48 Evaluation of Precipitation from NU-WRF Models at Multiple Spatiotemporal Resolutions over CONUS

Monday, 8 January 2018
Exhibit Hall 3 (ACC) (Austin, Texas)
Yuqi Zhang, Univ. of Kansas, Lawrence, KS; and J. K. Roundy and J. A. Santanello

Climate prediction provides weather information (e.g. wind, precipitation, temperature) as well as warning of extreme events (such as flood and drought) to minimize the damage. Global Climate Models (GCMs) provide general climate features at global scale, but the coarse resolution does not provide precise details needed for local application. Dynamic downscaling is one solution for providing climate features at finer spatial resolution. It utilizes Regional Climate Models(RCMs) forced by coarse GCMs for better predictions at local scales. There has been much research to evaluate regional hydro-meteorological features using this method and the results have informed model constraints, setup and limitations for using dynamic downscaling. Yet, there is still much debate regarding the trade-off between accuracy and computation cost. The intense computation effort impedes the wide application of using RCMs, for downscaling models to high resolution (<10km) with multiple realizations. There have been many studies diagnosing the prediction accuracy and computational tradeoff from dynamic downscaling, however, the results are typically evaluated at a single spatial or temporal resolutions and do not explicitly quantify the increase in information from downscaling. Downscaling not only provides information at the fine resolution, which is usually a representative of model skill, but also may have increased skill at coarser resolutions due to temporal/spatial averaging that reduces model errors. On the contrary, running model at fine resolution is unnecessary if there’s little difference from interpolating result from a coarse model.

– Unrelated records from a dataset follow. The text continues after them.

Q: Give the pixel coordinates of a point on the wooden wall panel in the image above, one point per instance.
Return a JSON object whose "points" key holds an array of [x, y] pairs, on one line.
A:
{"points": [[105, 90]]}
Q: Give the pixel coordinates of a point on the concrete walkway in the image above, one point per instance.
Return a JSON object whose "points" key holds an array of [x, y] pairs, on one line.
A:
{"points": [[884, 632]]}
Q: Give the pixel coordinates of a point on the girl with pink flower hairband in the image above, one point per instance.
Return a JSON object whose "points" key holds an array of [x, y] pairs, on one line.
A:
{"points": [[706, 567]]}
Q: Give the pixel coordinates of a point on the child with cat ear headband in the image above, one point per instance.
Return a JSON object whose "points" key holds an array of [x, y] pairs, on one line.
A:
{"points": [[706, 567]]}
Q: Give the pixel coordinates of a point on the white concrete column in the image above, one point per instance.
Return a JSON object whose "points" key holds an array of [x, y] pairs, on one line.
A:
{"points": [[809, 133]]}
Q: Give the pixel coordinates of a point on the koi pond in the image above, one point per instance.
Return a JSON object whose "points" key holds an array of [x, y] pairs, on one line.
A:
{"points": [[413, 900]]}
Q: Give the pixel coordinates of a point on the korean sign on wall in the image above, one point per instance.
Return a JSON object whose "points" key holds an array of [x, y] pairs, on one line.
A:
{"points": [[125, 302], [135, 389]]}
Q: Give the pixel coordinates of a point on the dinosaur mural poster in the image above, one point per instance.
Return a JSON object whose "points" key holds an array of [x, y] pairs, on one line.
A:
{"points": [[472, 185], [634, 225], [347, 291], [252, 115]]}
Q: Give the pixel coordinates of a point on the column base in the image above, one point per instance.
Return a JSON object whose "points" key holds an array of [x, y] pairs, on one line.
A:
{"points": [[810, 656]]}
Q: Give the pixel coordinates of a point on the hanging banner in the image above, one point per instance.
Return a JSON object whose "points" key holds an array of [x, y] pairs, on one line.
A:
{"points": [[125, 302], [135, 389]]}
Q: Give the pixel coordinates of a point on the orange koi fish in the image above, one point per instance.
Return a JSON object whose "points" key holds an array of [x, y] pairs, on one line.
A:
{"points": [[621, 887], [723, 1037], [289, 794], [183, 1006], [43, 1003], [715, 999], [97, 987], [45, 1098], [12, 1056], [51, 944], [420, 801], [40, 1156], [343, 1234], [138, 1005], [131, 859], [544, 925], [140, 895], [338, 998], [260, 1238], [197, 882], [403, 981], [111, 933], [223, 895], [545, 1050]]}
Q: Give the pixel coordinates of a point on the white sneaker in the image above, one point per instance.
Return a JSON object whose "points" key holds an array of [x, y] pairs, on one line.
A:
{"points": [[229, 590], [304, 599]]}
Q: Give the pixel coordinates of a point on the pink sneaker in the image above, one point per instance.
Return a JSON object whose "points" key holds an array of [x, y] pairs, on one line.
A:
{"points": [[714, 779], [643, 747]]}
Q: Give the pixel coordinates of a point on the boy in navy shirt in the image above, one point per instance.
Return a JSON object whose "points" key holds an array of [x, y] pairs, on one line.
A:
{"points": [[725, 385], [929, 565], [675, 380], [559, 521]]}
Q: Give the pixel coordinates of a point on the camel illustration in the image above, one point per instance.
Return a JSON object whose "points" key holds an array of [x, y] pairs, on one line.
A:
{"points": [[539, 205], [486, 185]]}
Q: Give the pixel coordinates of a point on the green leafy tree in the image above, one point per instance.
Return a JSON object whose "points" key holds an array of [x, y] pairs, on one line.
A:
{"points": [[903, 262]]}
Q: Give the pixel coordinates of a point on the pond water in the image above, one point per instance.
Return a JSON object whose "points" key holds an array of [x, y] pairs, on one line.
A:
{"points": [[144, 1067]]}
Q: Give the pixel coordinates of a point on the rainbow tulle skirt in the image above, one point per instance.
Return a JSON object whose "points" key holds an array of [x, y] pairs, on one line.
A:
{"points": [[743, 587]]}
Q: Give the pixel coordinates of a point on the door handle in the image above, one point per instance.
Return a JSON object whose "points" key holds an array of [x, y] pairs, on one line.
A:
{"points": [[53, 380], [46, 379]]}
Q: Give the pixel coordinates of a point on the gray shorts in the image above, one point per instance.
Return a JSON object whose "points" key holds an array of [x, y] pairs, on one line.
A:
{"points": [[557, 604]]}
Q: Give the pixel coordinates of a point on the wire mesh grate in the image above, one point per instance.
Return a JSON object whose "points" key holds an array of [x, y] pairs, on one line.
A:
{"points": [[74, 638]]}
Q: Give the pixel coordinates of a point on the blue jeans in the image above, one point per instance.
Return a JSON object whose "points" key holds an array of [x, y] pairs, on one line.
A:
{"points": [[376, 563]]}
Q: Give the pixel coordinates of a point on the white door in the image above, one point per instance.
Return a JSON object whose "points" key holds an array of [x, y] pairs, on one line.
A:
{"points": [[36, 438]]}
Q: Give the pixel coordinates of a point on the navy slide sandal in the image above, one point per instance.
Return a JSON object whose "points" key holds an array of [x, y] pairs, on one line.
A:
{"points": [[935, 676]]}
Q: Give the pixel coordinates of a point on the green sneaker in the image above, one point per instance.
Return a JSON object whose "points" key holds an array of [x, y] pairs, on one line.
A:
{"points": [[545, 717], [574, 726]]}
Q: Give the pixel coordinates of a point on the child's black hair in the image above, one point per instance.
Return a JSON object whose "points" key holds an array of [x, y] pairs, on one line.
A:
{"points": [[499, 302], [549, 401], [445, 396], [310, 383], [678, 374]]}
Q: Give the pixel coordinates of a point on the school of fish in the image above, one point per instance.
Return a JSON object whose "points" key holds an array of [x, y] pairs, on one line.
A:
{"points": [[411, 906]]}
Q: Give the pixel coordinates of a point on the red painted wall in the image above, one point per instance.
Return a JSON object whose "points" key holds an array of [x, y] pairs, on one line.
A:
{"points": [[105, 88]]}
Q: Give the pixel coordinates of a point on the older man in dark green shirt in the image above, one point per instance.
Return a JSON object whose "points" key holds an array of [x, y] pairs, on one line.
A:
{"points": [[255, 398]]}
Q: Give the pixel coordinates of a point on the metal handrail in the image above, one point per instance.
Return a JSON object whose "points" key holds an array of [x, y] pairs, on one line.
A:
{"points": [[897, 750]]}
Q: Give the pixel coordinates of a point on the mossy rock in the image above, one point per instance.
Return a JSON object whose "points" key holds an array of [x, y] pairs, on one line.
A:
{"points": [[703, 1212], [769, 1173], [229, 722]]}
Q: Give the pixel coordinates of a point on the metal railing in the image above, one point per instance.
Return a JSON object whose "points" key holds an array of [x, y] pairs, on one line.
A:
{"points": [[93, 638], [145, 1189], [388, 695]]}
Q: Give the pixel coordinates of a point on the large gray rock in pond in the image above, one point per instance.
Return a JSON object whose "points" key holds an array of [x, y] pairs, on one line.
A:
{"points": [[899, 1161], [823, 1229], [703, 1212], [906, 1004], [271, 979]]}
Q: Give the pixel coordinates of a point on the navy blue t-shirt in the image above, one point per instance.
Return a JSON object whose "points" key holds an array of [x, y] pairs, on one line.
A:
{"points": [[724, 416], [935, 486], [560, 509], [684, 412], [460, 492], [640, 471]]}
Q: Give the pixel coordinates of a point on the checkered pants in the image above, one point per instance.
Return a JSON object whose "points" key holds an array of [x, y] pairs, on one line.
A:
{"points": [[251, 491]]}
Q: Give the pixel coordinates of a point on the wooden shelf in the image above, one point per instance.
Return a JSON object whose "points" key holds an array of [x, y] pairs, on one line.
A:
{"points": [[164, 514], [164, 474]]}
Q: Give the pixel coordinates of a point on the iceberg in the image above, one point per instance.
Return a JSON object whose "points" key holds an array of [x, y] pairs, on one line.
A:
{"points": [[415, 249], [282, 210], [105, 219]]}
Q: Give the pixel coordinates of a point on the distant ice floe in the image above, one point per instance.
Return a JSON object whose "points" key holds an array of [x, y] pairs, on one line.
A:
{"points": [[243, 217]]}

These two questions are critical to indicate if temporal/spatial averaging or spatial interpolation provides a means to increase the skill/efficiency of the predictions and justify computational cost. To test this hypothesis, we use downscaled runs from a recent NASA sponsored downscaling project that utilized NASA Unified Weather Research and Forecast (NU-WRF) model constrained by MERRA-2 reanalysis over the contiguous US (CONUS). This work will evaluate the downscaled precipitation from the NU-WRF model at a spatial resolution of 4km, 12km, 24km against the Livneh gridded observational dataset. The results will be presented using Taylor diagrams and derived skill measures based on the analysis at different spatio-temporal resolutions. This analysis will provide new insights into the utility of dynamic downscaling.